Viewed from the exterior, the hostel, constructed in 1926 by the British architect, E. J. Mart, for an American gear manufacturer, is an opulent Parisian building in a mixed style with Art Deco influences. The sculpted friezes on the lintel on the ground floor refer to various aspects of that industry.
Inside the building, the decor is linked to more contemporary activities. The ground floor hosts two bars and provides access to a multi-purpose hall in the basement. We took a “garage rock” approach to these spaces, which are characterized by second‑hand furniture, original uses for technological objects such as coils of electric cable used as tables, motley collections of furniture from various sources, mural panels representing torn posters, and club chairs and architect’s stools. The objects we selected or designed create an ambiance that is at once cosy and informal, suitable for the young people using the establishment.

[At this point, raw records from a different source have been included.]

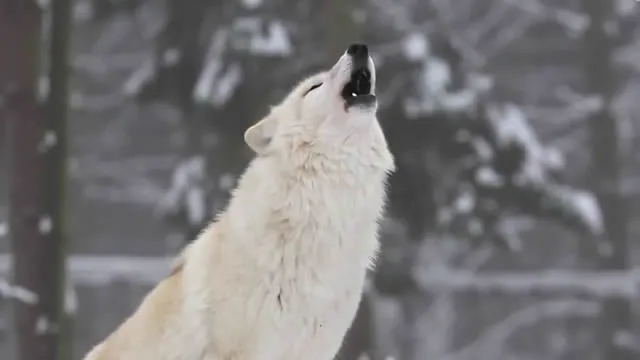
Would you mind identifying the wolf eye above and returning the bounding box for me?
[304,83,322,96]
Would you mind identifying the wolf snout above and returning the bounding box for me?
[347,44,369,58]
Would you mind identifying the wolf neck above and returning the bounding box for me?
[225,142,390,269]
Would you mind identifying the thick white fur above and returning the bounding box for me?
[85,50,394,360]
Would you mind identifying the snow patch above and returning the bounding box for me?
[232,17,293,57]
[488,104,564,184]
[38,76,51,101]
[211,64,242,106]
[0,279,38,305]
[35,315,58,335]
[38,130,58,153]
[240,0,263,10]
[38,215,53,235]
[565,189,604,234]
[476,166,504,187]
[218,173,236,191]
[64,279,79,315]
[185,187,207,226]
[123,59,155,96]
[402,32,431,61]
[453,191,476,213]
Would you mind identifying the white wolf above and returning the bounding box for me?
[85,44,394,360]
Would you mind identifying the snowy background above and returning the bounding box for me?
[0,0,640,360]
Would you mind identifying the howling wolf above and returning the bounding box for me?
[85,44,394,360]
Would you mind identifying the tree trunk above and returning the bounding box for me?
[582,0,634,360]
[0,0,69,360]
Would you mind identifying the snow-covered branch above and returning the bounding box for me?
[502,0,589,36]
[0,254,640,297]
[416,269,640,298]
[439,299,600,360]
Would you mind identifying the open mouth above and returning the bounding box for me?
[341,68,376,107]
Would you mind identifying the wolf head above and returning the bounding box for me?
[244,44,393,170]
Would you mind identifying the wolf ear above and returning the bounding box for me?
[244,116,275,154]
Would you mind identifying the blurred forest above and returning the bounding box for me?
[0,0,640,360]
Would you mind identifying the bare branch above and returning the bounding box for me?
[439,299,600,360]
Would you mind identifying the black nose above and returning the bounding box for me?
[347,44,369,57]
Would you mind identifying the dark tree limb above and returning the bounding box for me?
[0,0,70,360]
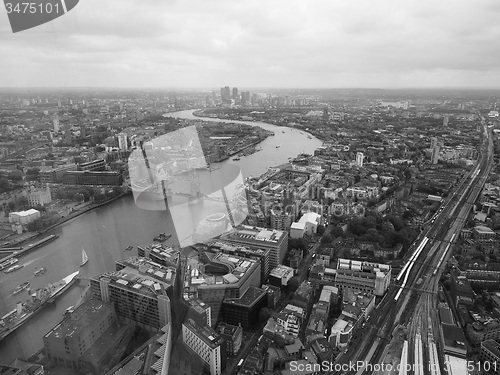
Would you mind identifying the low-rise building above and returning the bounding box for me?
[335,259,391,296]
[9,208,40,225]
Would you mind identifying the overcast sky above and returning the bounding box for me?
[0,0,500,88]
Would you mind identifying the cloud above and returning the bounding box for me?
[0,0,500,87]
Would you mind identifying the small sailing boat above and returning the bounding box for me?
[80,246,89,267]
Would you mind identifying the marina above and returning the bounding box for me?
[12,281,30,294]
[0,271,79,341]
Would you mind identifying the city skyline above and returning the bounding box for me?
[0,0,500,89]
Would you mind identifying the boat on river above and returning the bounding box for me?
[33,267,47,276]
[0,271,80,341]
[0,258,19,271]
[3,264,24,273]
[153,233,172,242]
[12,281,30,294]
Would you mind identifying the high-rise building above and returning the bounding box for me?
[220,86,231,102]
[241,91,250,105]
[431,137,438,150]
[52,113,59,133]
[443,115,450,127]
[118,133,128,150]
[431,146,439,164]
[356,152,365,167]
[182,319,227,375]
[90,257,176,331]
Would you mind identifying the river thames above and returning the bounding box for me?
[0,110,322,363]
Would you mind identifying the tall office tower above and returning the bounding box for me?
[431,146,439,164]
[443,115,450,127]
[220,86,231,102]
[182,318,227,375]
[64,124,73,144]
[431,137,437,150]
[118,133,128,150]
[52,113,59,133]
[356,152,365,167]
[241,91,250,105]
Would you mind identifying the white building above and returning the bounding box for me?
[26,186,52,206]
[431,146,439,164]
[9,208,40,225]
[290,212,323,238]
[269,264,295,286]
[356,152,365,167]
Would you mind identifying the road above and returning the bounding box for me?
[330,114,493,375]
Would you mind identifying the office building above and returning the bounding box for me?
[76,159,106,171]
[431,137,438,150]
[43,300,117,372]
[217,322,243,356]
[220,86,231,102]
[431,146,439,164]
[183,252,261,326]
[184,298,212,327]
[356,152,365,167]
[220,225,288,269]
[137,242,180,267]
[26,186,52,207]
[208,241,270,284]
[9,208,40,225]
[222,287,268,330]
[118,133,128,151]
[182,319,227,375]
[335,258,391,296]
[269,264,295,288]
[90,257,176,332]
[52,113,60,133]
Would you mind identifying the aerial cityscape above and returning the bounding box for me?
[0,0,500,375]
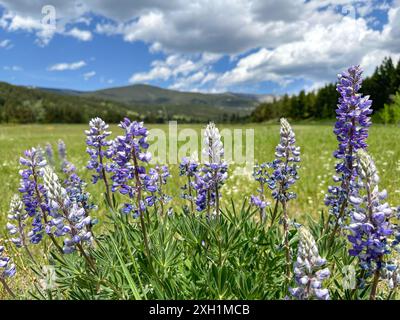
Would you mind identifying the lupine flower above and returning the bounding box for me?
[348,150,393,273]
[325,66,372,226]
[195,122,228,215]
[179,157,199,212]
[57,139,68,169]
[382,255,400,290]
[289,227,330,300]
[251,163,274,220]
[19,148,48,244]
[0,246,16,280]
[268,118,300,202]
[44,167,93,253]
[44,143,55,167]
[143,165,172,215]
[111,118,154,216]
[7,194,28,248]
[85,118,112,187]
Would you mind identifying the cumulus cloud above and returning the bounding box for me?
[129,53,221,90]
[65,28,92,41]
[83,71,96,81]
[48,60,86,71]
[0,0,400,90]
[0,39,12,49]
[3,66,23,71]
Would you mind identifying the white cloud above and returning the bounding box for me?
[48,60,86,71]
[65,28,92,41]
[0,0,400,90]
[0,39,12,49]
[83,71,96,80]
[3,66,23,71]
[129,53,222,90]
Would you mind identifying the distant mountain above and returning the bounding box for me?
[40,84,274,111]
[0,83,273,122]
[79,84,258,111]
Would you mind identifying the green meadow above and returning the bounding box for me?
[0,124,400,225]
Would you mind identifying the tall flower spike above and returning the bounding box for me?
[268,118,300,202]
[382,254,400,290]
[251,163,271,221]
[195,122,228,216]
[44,167,93,256]
[325,66,372,235]
[0,246,16,280]
[7,194,28,248]
[111,118,151,217]
[203,122,224,164]
[18,148,47,244]
[289,227,330,300]
[268,118,300,280]
[57,139,68,170]
[85,118,112,201]
[111,118,152,259]
[179,156,199,213]
[44,143,56,167]
[143,165,172,216]
[348,150,393,298]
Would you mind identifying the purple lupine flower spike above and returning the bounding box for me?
[18,148,47,244]
[268,118,300,279]
[348,150,393,298]
[143,165,172,216]
[44,143,55,167]
[7,194,35,262]
[250,163,271,221]
[0,246,16,280]
[57,139,68,170]
[111,118,152,257]
[289,227,330,300]
[111,118,151,217]
[195,122,228,217]
[268,118,300,202]
[7,194,28,248]
[0,245,16,299]
[85,118,113,204]
[325,66,372,236]
[179,156,199,213]
[44,167,93,253]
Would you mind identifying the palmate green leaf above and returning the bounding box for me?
[111,238,141,300]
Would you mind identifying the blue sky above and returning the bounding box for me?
[0,0,400,94]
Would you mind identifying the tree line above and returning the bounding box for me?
[250,58,400,123]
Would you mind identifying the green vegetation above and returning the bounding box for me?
[0,123,400,225]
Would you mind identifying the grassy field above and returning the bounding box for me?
[0,124,400,225]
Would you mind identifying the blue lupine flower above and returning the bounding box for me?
[382,254,400,290]
[7,194,28,248]
[348,150,393,275]
[179,157,199,212]
[57,139,68,169]
[289,227,330,300]
[267,118,300,202]
[44,143,55,167]
[325,66,372,225]
[44,167,93,253]
[18,148,48,244]
[195,122,228,215]
[111,118,154,216]
[85,118,112,182]
[0,246,16,280]
[143,165,172,215]
[251,163,273,221]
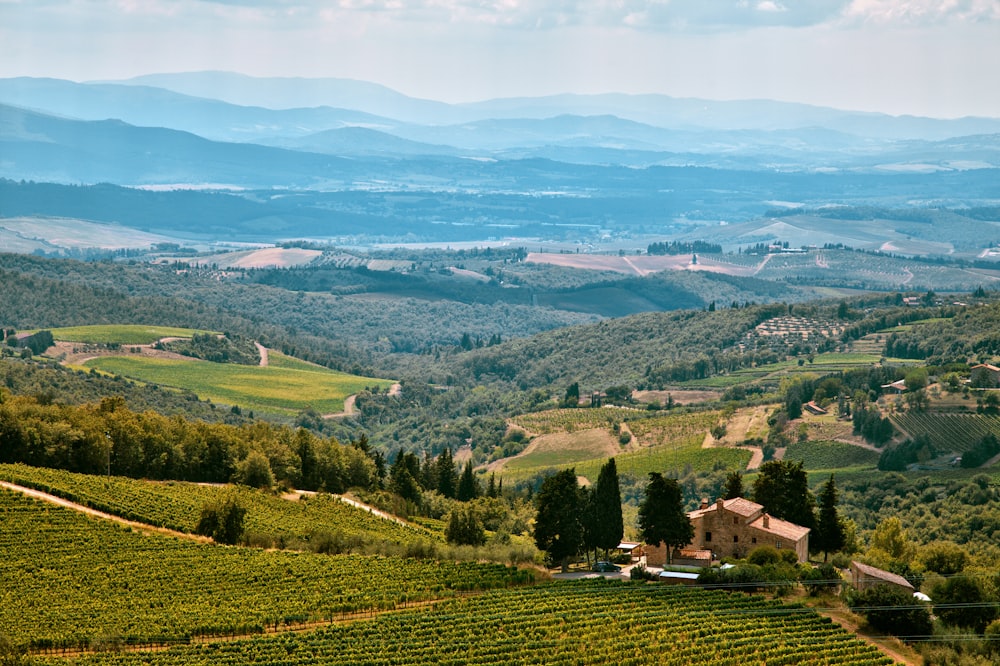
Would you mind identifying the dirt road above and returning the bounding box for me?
[0,481,212,543]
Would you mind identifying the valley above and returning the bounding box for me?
[0,71,1000,666]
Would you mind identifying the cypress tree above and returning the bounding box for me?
[810,474,846,562]
[455,460,480,502]
[594,458,625,557]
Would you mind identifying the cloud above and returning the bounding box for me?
[844,0,1000,26]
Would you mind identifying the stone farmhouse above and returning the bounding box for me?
[646,497,809,566]
[851,561,913,594]
[969,363,1000,388]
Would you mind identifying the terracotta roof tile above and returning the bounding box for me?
[851,561,913,590]
[750,516,810,542]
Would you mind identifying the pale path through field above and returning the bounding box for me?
[0,481,211,543]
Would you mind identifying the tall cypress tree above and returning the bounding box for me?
[594,458,625,558]
[639,472,694,562]
[455,460,480,502]
[753,460,816,529]
[724,471,745,499]
[535,468,583,572]
[809,474,846,562]
[435,447,457,498]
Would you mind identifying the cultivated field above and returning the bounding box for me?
[48,324,218,345]
[0,465,442,550]
[525,252,757,276]
[184,247,323,270]
[84,356,392,414]
[892,411,1000,453]
[27,580,893,666]
[490,407,751,481]
[0,490,533,652]
[0,217,177,254]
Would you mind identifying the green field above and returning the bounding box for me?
[503,408,750,481]
[785,441,880,471]
[892,410,1000,453]
[33,580,893,666]
[84,356,392,414]
[48,324,217,345]
[0,490,534,648]
[0,465,443,551]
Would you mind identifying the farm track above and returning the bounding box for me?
[29,590,454,659]
[323,384,403,419]
[0,481,212,543]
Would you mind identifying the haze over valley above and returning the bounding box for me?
[0,0,1000,666]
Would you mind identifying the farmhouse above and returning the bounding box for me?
[646,497,809,566]
[851,562,913,594]
[969,363,1000,388]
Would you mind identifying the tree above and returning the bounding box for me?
[917,541,969,576]
[195,495,247,545]
[753,460,816,529]
[639,472,694,562]
[932,576,997,634]
[869,516,916,566]
[903,368,927,391]
[850,585,933,636]
[389,451,421,504]
[594,458,625,558]
[563,382,580,407]
[723,471,744,499]
[535,468,583,572]
[809,474,846,562]
[235,451,274,488]
[435,446,458,498]
[444,507,486,546]
[455,460,482,502]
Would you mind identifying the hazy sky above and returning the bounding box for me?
[0,0,1000,117]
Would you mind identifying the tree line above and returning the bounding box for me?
[0,389,380,493]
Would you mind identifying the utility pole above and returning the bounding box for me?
[104,430,111,481]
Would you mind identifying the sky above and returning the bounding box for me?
[0,0,1000,118]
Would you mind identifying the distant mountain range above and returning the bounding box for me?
[0,72,1000,251]
[0,73,1000,175]
[103,72,1000,139]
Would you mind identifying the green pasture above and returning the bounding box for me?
[784,441,880,471]
[84,356,392,414]
[503,436,751,482]
[504,429,616,471]
[48,324,216,345]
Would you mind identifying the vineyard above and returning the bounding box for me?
[0,491,533,649]
[504,407,751,480]
[511,407,648,435]
[784,441,879,470]
[49,324,214,345]
[892,411,1000,453]
[35,580,893,666]
[0,465,442,548]
[84,356,392,414]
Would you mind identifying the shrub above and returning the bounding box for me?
[799,562,841,597]
[848,585,933,638]
[747,546,781,566]
[195,496,247,545]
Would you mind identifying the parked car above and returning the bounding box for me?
[591,562,622,572]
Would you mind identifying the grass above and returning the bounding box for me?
[504,429,618,471]
[0,465,443,550]
[785,441,879,470]
[84,356,392,414]
[48,324,215,345]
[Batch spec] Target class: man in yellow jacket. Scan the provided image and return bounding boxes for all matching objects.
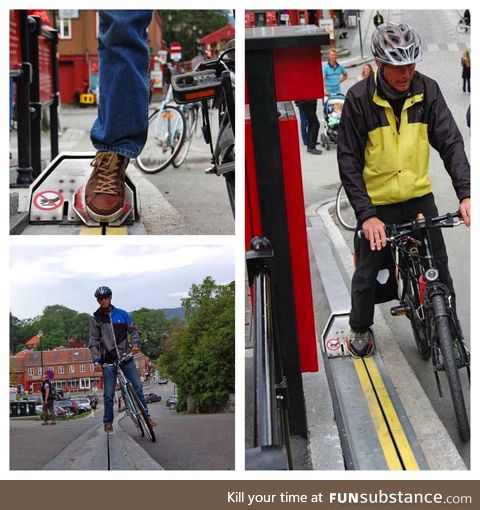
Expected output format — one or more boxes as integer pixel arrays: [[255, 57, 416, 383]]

Because those young people come from all over the world, it was decided that the hostel should have a cosmopolitan character. Every floor represents a European metropolis, with murals featuring iconic scenes. All of these murals are monochromatic, which helps to create a recognizable floor-by-floor colour code. People have permission, and are even encouraged to spray graffiti in the stairwells, giving the impression that these sites are permanently evolving.
Belushi’s, the ground floor bar, is situated in the building’s old courtyard, which has a glass roof. Above the enormous, crescent-shaped bar, a suspended stage dominates the central space, giving the concerts held there an incredible atmosphere, while at the same time providing spectators with a perfect view of the musicians.